Last week I had occasion to enter the building of one of the American socialist parties and to speak with one of the party’s main activists. When he heard that I’m from Israel, a stormy political debate began.
What can I say - this guy was a walking encyclopedia of the history of Israel, and for minutes he recounted every detail, date, and fact that Israel’s opponents like to bring up in order to attack the country: He asked how it is possible that Ariel Sharon became prime minister after his involvment in Sabra and Shatilla, he wondered how it is that people accuse the Palestinians of terrorism when members of the Jewish underground during the British Mandate also used violence against Arabs.
He asked why Jews insist on dispossessing the Palestinians of their land when even Herzl was prepared to consider the Uganda Plan. These are things that I’d managed to forget since I took my high school Jewish history exams.
All these statements had one clear intention: to show Israel in a negative light and to convince me that the only solution to the Israeli-Palestinian problem is to establish one democratic socialist state for everyone.
At a certain point I began to speak about Arab members of Knesset and I saw that the guy had no idea what I was talking about. I mentioned the fact that 20 percent of Israel’s citizens are not Jewish, and he looked at me in amazement. I spoke about freedom of expression, about homosexuals in the army, about the High Court’s independence, about minority rights - in short, all the things that American leftist organizations are fighting for, and which are an intrinsic part of Israeli life.
And then I realized something incredible: that this intelligent guy did not know everything I was saying. And he was not pretending; he really didn’t know.

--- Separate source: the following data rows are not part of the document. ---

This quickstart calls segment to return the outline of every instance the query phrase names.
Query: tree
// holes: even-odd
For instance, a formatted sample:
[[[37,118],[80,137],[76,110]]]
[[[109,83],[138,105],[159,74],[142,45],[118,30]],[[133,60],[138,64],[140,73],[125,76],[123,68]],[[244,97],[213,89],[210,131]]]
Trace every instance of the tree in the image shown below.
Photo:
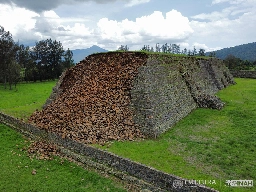
[[[62,73],[62,44],[52,39],[36,42],[32,57],[36,62],[40,81],[58,78]]]
[[[63,69],[68,69],[70,67],[73,67],[75,65],[73,60],[73,52],[71,50],[67,50],[63,55],[64,61],[62,63]]]
[[[21,70],[23,72],[22,80],[28,81],[29,77],[28,77],[27,71],[30,70],[29,63],[33,62],[29,46],[25,47],[24,45],[21,44],[19,46],[19,50],[17,52],[16,57],[17,57],[16,60],[17,60],[18,64],[20,65]]]
[[[209,57],[216,57],[216,52],[215,51],[210,52]]]
[[[199,49],[198,55],[199,56],[205,56],[205,50],[204,49]]]
[[[238,69],[241,59],[236,58],[234,55],[230,54],[225,58],[224,62],[229,69]]]
[[[8,80],[10,81],[12,79],[12,63],[16,59],[18,49],[18,45],[14,42],[12,34],[0,26],[0,77],[2,77],[5,89]]]
[[[21,72],[21,67],[16,61],[12,61],[9,65],[8,68],[8,82],[9,82],[9,87],[10,90],[12,89],[12,85],[16,85],[20,81],[20,72]]]
[[[119,51],[129,51],[129,47],[127,45],[121,45],[119,48],[118,48]]]
[[[196,50],[196,47],[194,46],[194,49],[193,49],[193,51],[192,51],[192,55],[196,55],[197,54],[197,50]]]

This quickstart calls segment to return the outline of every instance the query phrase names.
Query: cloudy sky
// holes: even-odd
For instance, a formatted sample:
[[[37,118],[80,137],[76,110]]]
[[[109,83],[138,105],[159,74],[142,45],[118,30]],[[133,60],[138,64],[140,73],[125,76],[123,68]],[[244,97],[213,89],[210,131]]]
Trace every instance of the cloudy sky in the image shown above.
[[[211,51],[256,42],[256,0],[0,0],[0,25],[31,46],[52,38],[65,49]]]

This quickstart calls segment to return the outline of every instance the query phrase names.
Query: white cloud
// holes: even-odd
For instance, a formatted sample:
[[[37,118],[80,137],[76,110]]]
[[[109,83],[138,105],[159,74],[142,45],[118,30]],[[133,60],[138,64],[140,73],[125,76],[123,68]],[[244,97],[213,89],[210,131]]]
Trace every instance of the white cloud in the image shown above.
[[[223,10],[191,17],[195,31],[191,42],[211,45],[208,49],[216,50],[219,45],[224,48],[256,41],[256,1],[214,0],[213,4],[224,2],[230,5]]]
[[[182,41],[193,33],[188,18],[176,10],[166,13],[155,11],[151,15],[120,22],[103,18],[98,22],[102,40],[117,43],[157,43]]]
[[[143,3],[148,3],[148,2],[150,2],[150,0],[131,0],[125,6],[126,7],[133,7],[135,5],[139,5],[139,4],[143,4]]]
[[[37,13],[24,8],[17,8],[14,5],[2,4],[0,6],[0,25],[13,35],[21,29],[25,31],[31,30],[35,25],[36,16],[38,16]]]

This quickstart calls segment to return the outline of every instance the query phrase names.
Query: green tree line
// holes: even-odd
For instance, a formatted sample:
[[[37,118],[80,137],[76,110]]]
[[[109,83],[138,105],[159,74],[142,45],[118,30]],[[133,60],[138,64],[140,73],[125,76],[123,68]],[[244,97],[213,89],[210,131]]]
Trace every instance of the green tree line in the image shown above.
[[[256,60],[242,60],[230,54],[224,59],[224,62],[231,70],[256,70]]]
[[[19,81],[43,81],[58,78],[74,66],[73,53],[64,50],[61,42],[46,39],[33,48],[19,44],[9,31],[0,26],[0,82],[5,89]]]

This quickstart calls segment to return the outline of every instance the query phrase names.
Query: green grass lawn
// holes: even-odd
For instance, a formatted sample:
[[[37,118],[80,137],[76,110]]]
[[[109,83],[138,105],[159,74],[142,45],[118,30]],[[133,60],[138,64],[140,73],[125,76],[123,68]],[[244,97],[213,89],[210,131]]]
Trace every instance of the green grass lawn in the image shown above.
[[[111,179],[67,160],[30,158],[24,150],[28,145],[22,135],[0,124],[0,191],[125,191]]]
[[[13,90],[0,84],[0,111],[14,117],[27,119],[50,96],[56,81],[19,83]]]
[[[235,81],[218,93],[224,109],[196,109],[158,139],[111,142],[101,148],[187,179],[215,180],[208,186],[220,191],[256,191],[225,186],[226,180],[256,181],[256,80]],[[19,84],[17,91],[0,87],[0,110],[27,118],[41,108],[54,84]]]
[[[56,81],[21,83],[17,89],[0,84],[0,111],[27,119],[49,97]],[[31,159],[24,147],[28,140],[0,124],[0,191],[125,191],[111,179],[87,171],[58,157]],[[33,169],[37,174],[32,175]]]

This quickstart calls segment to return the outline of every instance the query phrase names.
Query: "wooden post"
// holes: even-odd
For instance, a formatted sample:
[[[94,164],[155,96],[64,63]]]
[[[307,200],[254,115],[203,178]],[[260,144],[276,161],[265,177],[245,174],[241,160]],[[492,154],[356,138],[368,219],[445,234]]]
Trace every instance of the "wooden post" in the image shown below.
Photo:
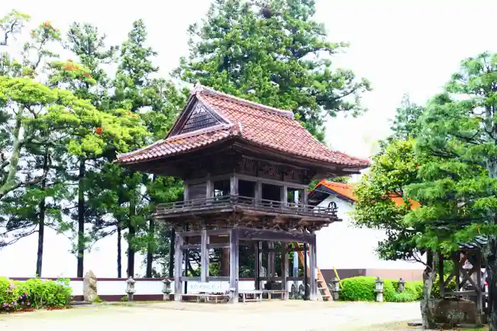
[[[476,261],[474,268],[476,268],[476,324],[482,324],[482,316],[484,313],[483,306],[483,291],[481,291],[481,251],[476,254]]]
[[[175,273],[174,273],[174,300],[175,301],[181,301],[181,276],[183,273],[182,264],[181,263],[183,256],[183,251],[181,249],[181,246],[183,245],[183,237],[181,236],[180,231],[176,232],[176,237],[175,238]]]
[[[274,247],[274,242],[268,242],[268,248],[273,249]],[[275,253],[274,252],[268,253],[268,276],[269,277],[274,277],[276,271],[275,257]]]
[[[256,201],[261,202],[262,200],[262,182],[261,181],[257,181],[256,182]]]
[[[445,296],[445,280],[444,279],[444,256],[442,251],[438,251],[438,278],[439,281],[440,297]]]
[[[204,229],[202,230],[200,235],[200,281],[207,283],[207,277],[209,277],[209,249],[207,249],[207,244],[209,244],[209,235],[207,230]]]
[[[287,186],[280,186],[280,198],[281,199],[281,206],[285,206],[288,204],[288,187]]]
[[[283,251],[281,252],[281,276],[283,278],[281,288],[286,291],[289,290],[287,282],[287,277],[288,277],[288,249],[286,247],[283,248]],[[288,296],[290,296],[288,293],[285,294],[285,300],[288,300]]]
[[[229,232],[229,287],[234,289],[233,303],[238,303],[238,229]]]
[[[307,285],[309,285],[309,274],[307,273],[307,248],[308,245],[306,242],[304,242],[304,300],[309,300],[309,289],[307,288]]]
[[[238,195],[238,177],[234,174],[231,174],[229,177],[229,194],[231,196]]]
[[[309,249],[309,259],[310,260],[310,299],[317,300],[317,259],[316,259],[316,240],[315,237],[314,242],[310,245]]]
[[[261,289],[261,282],[259,281],[259,276],[261,274],[261,269],[259,268],[259,263],[261,262],[261,257],[259,256],[259,243],[261,242],[256,242],[253,245],[253,256],[256,259],[255,266],[255,274],[253,279],[255,280],[254,288],[256,290]]]

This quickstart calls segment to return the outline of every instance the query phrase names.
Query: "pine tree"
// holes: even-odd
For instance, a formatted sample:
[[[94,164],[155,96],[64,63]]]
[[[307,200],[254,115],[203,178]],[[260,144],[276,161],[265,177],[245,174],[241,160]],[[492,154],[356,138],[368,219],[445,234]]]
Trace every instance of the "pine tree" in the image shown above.
[[[360,114],[366,79],[332,66],[345,43],[327,40],[312,0],[217,0],[190,27],[190,55],[176,76],[283,109],[324,138],[326,116]]]
[[[445,92],[435,96],[422,117],[418,153],[437,159],[420,166],[422,183],[408,193],[422,208],[407,218],[427,223],[417,242],[443,253],[478,235],[488,275],[489,326],[497,330],[497,55],[468,58]]]

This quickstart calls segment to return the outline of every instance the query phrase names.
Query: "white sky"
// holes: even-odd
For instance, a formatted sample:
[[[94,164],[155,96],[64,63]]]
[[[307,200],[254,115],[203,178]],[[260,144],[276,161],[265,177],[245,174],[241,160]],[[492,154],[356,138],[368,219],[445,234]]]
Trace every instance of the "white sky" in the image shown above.
[[[0,16],[11,9],[1,2]],[[368,113],[356,119],[339,116],[327,124],[327,142],[355,156],[368,157],[373,142],[388,135],[388,119],[403,94],[409,93],[413,101],[422,103],[439,91],[464,57],[497,48],[493,38],[497,1],[316,3],[316,18],[325,23],[329,40],[351,43],[336,63],[368,79],[374,89],[364,98]],[[187,51],[188,25],[199,21],[209,4],[208,0],[52,0],[47,6],[46,1],[18,0],[15,9],[30,13],[33,23],[49,20],[62,30],[73,21],[92,23],[107,34],[109,43],[117,45],[126,38],[133,21],[142,18],[149,43],[158,52],[157,64],[165,74]],[[116,276],[115,242],[108,238],[97,243],[98,251],[87,254],[85,271],[91,269],[98,277]],[[75,276],[76,259],[67,252],[70,247],[63,236],[47,234],[43,276]],[[33,276],[36,252],[36,237],[0,251],[0,275]]]

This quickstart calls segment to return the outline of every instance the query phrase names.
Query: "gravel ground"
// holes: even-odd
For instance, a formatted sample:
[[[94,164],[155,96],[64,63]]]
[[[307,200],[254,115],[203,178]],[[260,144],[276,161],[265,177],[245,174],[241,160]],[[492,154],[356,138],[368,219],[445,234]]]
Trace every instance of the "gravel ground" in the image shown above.
[[[104,305],[67,310],[0,315],[0,330],[368,331],[372,325],[420,319],[418,303],[301,301],[226,304]]]

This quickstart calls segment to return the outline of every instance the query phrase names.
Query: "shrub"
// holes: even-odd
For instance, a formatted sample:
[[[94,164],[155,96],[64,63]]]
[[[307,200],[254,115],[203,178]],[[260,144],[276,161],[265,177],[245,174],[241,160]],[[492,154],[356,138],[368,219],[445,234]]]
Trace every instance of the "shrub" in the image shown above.
[[[69,279],[21,282],[0,277],[0,311],[63,308],[69,303],[72,291]]]
[[[374,301],[374,277],[359,276],[342,281],[342,291],[339,296],[344,301]]]
[[[374,301],[376,277],[359,276],[342,281],[342,288],[339,298],[344,301]],[[411,302],[422,297],[422,281],[406,281],[405,291],[398,292],[397,280],[383,280],[383,301]]]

He was able to reel off all the negative or dubious things that could be said about Israel without batting an eyelash, but the positive things, the progressive things, the humane things, the liberal things, he simply did not know about.
It is a shame that Eytan didn't make the next logical leap - that liberalism is not the driving factor of the radical left vis-a-vis Israel, but it is Jew-hatred masquerading as a pretense to caring about Palestinians. Because any true liberal would be far more sympathetic to Israel than to any Arab entity, for the reasons Schwartz mentioned.